As investors seek to steer toward sustainable investment options, palm oil may seem like a safe and ethical option. Further digging into what goes on behind the scenes of modern palm-oil production reveals a myriad of abuses against the environment, wildlife and local communities. Can economies benefit from palm oil without causing harm?
The Indonesian government is failing to protect the rights of communities living on or near peatland converted to commercial agriculture. It is also permitting the widescale destruction of one of the world’s most important carbon sinks, Human Rights Watch said.
The harm a palm oil plantation in western Kalimantan, Indonesia, is causing to the surrounding communities and the environment demonstrates the government’s failure to enforce its own policies and laws.
Summary
Peatlands are the largest terrestrial carbon store on earth, storing more carbon than all other vegetation types in the world combined. But once peatland is destroyed it releases carbon dioxide, a major greenhouse gas driving climate change, into the atmosphere.
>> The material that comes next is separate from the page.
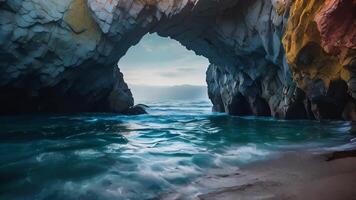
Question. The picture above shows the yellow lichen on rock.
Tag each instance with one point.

Worldwide, damaged peatlands are a major source of greenhouse gas emissions, annually releasing almost six percent of global anthropogenic CO2 emissions. The protection of peatlands is therefore a key component of global efforts to address the climate crisis.
Peatlands in Indonesia store an estimated 80 billion tons of carbon, equivalent to approximately 5 percent of all carbon stored in soil globally. At one time, Indonesia housed approximately 50 percent of the world’s total tropical peatlands, but that is rapidly diminishing as large-scale cultivation of these lands for oil palm plantations increases.